Missing icons, theme when compiling for HEAD



I'm using gtkmm, but I thought it more likely that my issue is arising slightly lower down the 'library stack'. If this assumption appears obviously wrong, please tell me and I'll take my query to the gtkmm lists. :)

I recently compiled gtkmm HEAD and all its dependencies using jhbuild (to set up a separate development context under /opt/gnome2/ to avoid messing with my stable versions). For reference, asking jhbuild to list what versions of gtkmm's dependencies it will compile yields the following:

jeff meatpopsicle:~/cvs/gnome2/gtk+$ sudo ~/bin/jhbuild list --show-revision gtkmm
libxml2
libxslt
gnome-common
intltool
scrollkeeper (0.3.14)
gtk-doc
glib
libsigc++2 (libsigc-2-0)
glibmm
fontconfig (fc-2_4_branch)
Render
Xrender
cairo-1-0 (1.0.4)
cairomm
Xft
pango
atk
shared-mime-info
gtk+
gtkmm


I seem to recall reading somewhere that no version number listed means it take the most current revision. Is this anywhere near accurate, or complete bollocks? (if it's even relevant)

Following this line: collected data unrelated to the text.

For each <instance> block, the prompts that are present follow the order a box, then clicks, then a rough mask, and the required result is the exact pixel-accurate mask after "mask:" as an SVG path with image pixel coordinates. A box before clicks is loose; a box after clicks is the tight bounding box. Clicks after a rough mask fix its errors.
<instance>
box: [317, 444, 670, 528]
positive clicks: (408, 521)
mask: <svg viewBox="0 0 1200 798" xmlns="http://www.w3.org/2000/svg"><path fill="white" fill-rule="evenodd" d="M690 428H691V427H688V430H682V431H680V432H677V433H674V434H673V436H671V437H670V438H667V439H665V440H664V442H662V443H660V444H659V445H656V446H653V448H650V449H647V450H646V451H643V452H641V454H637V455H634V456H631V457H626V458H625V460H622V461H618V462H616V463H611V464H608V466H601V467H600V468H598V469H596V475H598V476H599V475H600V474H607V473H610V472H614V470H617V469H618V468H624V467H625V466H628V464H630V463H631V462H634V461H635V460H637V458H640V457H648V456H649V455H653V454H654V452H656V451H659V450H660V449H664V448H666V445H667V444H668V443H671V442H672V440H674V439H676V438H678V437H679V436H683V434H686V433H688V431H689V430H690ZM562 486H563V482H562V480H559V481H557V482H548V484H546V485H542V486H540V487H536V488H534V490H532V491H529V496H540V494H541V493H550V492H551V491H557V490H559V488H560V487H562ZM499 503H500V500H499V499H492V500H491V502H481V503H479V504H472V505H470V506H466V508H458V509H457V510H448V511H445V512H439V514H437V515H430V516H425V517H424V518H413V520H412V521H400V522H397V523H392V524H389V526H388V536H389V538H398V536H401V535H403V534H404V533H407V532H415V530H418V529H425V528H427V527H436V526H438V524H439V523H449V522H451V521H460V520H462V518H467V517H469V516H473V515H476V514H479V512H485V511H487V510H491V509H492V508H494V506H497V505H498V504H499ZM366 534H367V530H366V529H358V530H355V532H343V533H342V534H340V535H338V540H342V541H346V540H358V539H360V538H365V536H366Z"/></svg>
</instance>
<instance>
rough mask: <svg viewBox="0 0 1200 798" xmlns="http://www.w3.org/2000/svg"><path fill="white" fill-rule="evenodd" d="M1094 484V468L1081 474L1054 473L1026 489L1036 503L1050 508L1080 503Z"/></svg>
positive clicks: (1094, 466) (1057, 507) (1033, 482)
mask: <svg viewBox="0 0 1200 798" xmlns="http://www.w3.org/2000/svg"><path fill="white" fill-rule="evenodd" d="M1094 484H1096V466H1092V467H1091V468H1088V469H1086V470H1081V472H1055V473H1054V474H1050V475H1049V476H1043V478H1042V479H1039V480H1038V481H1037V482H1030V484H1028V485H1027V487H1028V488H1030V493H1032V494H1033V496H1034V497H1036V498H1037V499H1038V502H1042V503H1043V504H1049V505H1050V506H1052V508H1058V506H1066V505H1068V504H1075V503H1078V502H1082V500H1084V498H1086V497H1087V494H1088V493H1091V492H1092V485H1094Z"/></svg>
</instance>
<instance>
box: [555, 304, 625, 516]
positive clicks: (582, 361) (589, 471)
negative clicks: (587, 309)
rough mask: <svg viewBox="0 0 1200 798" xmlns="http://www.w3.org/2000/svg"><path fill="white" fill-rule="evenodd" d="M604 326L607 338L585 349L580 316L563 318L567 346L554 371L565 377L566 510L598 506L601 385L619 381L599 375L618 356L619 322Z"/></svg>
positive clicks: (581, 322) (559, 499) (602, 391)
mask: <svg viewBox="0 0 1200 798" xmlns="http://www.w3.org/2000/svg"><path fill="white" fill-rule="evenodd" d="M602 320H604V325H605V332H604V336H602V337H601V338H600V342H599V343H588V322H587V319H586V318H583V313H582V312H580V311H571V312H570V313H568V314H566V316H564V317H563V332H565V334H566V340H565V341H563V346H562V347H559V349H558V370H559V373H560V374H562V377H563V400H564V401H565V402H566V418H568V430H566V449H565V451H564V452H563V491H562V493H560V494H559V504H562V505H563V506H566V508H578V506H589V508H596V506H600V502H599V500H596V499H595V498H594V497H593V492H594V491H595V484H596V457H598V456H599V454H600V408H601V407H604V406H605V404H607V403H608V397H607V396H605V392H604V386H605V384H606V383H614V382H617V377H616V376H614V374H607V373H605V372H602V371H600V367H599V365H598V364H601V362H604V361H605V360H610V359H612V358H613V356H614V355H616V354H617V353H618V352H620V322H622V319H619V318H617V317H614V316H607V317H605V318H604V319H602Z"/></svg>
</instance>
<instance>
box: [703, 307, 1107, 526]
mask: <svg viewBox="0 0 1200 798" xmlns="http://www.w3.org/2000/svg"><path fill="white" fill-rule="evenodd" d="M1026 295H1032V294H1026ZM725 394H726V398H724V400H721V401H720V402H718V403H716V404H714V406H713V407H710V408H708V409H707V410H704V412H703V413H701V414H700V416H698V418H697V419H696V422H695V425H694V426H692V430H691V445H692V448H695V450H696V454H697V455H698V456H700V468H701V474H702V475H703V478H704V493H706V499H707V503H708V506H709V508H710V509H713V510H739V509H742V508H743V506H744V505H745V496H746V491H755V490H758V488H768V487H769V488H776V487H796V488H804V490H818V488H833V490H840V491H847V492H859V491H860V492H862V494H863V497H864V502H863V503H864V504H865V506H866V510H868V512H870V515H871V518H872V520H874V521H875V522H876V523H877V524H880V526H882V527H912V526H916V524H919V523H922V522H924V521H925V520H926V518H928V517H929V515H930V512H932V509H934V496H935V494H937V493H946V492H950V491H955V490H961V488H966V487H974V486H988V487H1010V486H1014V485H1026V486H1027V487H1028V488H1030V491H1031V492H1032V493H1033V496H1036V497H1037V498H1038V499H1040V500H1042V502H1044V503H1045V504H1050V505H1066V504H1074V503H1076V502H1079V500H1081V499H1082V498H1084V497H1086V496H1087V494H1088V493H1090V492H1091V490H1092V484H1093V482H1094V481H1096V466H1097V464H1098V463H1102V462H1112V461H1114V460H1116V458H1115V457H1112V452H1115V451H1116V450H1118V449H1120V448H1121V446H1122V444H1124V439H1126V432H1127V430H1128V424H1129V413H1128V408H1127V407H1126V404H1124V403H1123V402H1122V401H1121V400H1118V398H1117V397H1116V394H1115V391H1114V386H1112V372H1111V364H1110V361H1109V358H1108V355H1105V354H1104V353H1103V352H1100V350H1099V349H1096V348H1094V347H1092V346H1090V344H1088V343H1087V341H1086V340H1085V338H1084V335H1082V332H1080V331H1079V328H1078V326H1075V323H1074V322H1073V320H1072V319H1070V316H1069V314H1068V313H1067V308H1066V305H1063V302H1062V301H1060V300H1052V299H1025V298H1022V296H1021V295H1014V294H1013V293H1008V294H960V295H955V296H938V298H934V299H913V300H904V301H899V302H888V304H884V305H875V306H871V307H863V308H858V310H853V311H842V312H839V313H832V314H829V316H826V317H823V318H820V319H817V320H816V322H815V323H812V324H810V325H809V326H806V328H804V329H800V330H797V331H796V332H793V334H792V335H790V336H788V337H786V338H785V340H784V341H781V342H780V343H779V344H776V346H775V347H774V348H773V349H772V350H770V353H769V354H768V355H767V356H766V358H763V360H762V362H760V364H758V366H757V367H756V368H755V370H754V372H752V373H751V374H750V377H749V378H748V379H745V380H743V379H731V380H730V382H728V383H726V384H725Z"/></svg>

Compiling my application against the relevant library versions that come with Ubuntu (Dapper) produces the following appearance: http://members.optusnet.com.au/jeffrparsons/xprings_on_gtkmm-28.png

However, compiling against the most recent ones from the gnome CVS repository produces: http://members.optusnet.com.au/jeffrparsons/xprings_on_gtkmm-HEAD.png

It also prints error messages repeatedly (moving over tool buttons etc. produces more) as follows:

root meatpopsicle:~/projects/Xprings/src# ./xprings
(xprings:5897): Gtk-WARNING **: Error loading theme icon for stock: Failed to open file '': No such file or directory
(xprings:5897): GLib-GObject-CRITICAL **: g_object_unref: assertion `G_IS_OBJECT (object)' failed
(xprings:5897): Gtk-CRITICAL **: gtk_default_render_icon: assertion `base_pixbuf != NULL' failed
(xprings:5897): Gtk-CRITICAL **: gtk_style_render_icon: assertion `pixbuf != NULL' failed
(xprings:5897): GLib-GObject-CRITICAL **: g_object_ref: assertion `G_IS_OBJECT (object)' failed

[omitted many repititions of the last 5 lines]

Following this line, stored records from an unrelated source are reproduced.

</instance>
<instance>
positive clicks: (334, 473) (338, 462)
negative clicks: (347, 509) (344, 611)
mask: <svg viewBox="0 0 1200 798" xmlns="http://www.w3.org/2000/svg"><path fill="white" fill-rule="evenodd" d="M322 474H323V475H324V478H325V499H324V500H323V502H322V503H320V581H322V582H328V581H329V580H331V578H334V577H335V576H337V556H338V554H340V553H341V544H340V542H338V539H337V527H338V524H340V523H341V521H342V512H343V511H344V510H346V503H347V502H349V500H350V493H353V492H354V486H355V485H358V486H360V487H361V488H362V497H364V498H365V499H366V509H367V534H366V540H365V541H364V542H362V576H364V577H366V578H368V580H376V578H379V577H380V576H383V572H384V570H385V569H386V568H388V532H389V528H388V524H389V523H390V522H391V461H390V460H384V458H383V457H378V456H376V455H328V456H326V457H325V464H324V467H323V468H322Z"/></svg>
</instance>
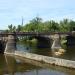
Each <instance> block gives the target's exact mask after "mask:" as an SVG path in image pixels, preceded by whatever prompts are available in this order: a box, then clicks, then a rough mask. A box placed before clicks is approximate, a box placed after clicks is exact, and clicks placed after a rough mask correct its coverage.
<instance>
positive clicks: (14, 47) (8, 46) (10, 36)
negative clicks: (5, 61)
mask: <svg viewBox="0 0 75 75" xmlns="http://www.w3.org/2000/svg"><path fill="white" fill-rule="evenodd" d="M15 50H16V38H15V35H9V36H8V40H7V43H6V47H5V51H4V53H6V54H13V53H14V52H15Z"/></svg>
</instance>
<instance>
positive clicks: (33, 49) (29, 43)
mask: <svg viewBox="0 0 75 75" xmlns="http://www.w3.org/2000/svg"><path fill="white" fill-rule="evenodd" d="M17 50H20V51H26V52H30V53H35V54H40V55H46V56H51V57H57V58H63V59H69V60H75V47H66V48H65V50H66V52H65V53H64V54H61V55H55V54H54V53H53V51H52V50H51V49H50V48H39V47H38V46H37V44H32V43H18V44H17Z"/></svg>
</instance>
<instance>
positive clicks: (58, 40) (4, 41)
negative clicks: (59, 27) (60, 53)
mask: <svg viewBox="0 0 75 75" xmlns="http://www.w3.org/2000/svg"><path fill="white" fill-rule="evenodd" d="M74 34H75V32H65V33H63V32H54V33H53V32H45V33H43V32H12V33H0V43H1V44H0V48H1V49H0V50H1V51H2V52H5V53H13V52H14V51H15V50H16V38H18V37H20V38H21V37H23V38H24V36H31V37H35V38H37V39H38V40H39V41H42V42H43V41H46V42H48V43H49V44H51V48H52V49H60V48H61V44H60V40H61V38H62V37H66V36H73V38H74ZM51 40H53V42H52V43H51ZM68 41H70V42H71V43H72V42H73V43H74V40H73V41H72V40H70V39H69V40H68ZM68 41H67V42H68ZM3 50H4V51H3Z"/></svg>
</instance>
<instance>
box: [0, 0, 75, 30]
mask: <svg viewBox="0 0 75 75" xmlns="http://www.w3.org/2000/svg"><path fill="white" fill-rule="evenodd" d="M22 16H23V18H24V24H25V23H28V22H29V21H30V20H31V19H33V18H34V17H36V16H39V17H41V18H42V19H43V20H44V21H46V20H55V21H59V20H62V19H63V18H69V19H73V20H75V0H0V29H6V28H7V26H8V25H10V24H13V25H16V26H17V25H18V24H21V19H22Z"/></svg>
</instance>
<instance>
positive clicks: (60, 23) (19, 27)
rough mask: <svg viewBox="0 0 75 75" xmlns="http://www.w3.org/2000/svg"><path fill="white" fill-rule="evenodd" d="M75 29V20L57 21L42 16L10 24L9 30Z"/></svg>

If it was failing to find some specific file(s) I'd assume it was something to do with my setup, as the libraries are in an unusual location and so forth, but from a first glance it looks like it doesn't know what it should be loading. I understand that I shouldn't expect  development versions to be completely usable, but if the symptoms look to anybody like something they know, or if anyone knows what I should look into to in order to find a solution, I'd appreciate it. :)

The only change between the two screenshots above is that the latter is compiled from a shell environment set up by "jhbuild shell" to use the new libraries.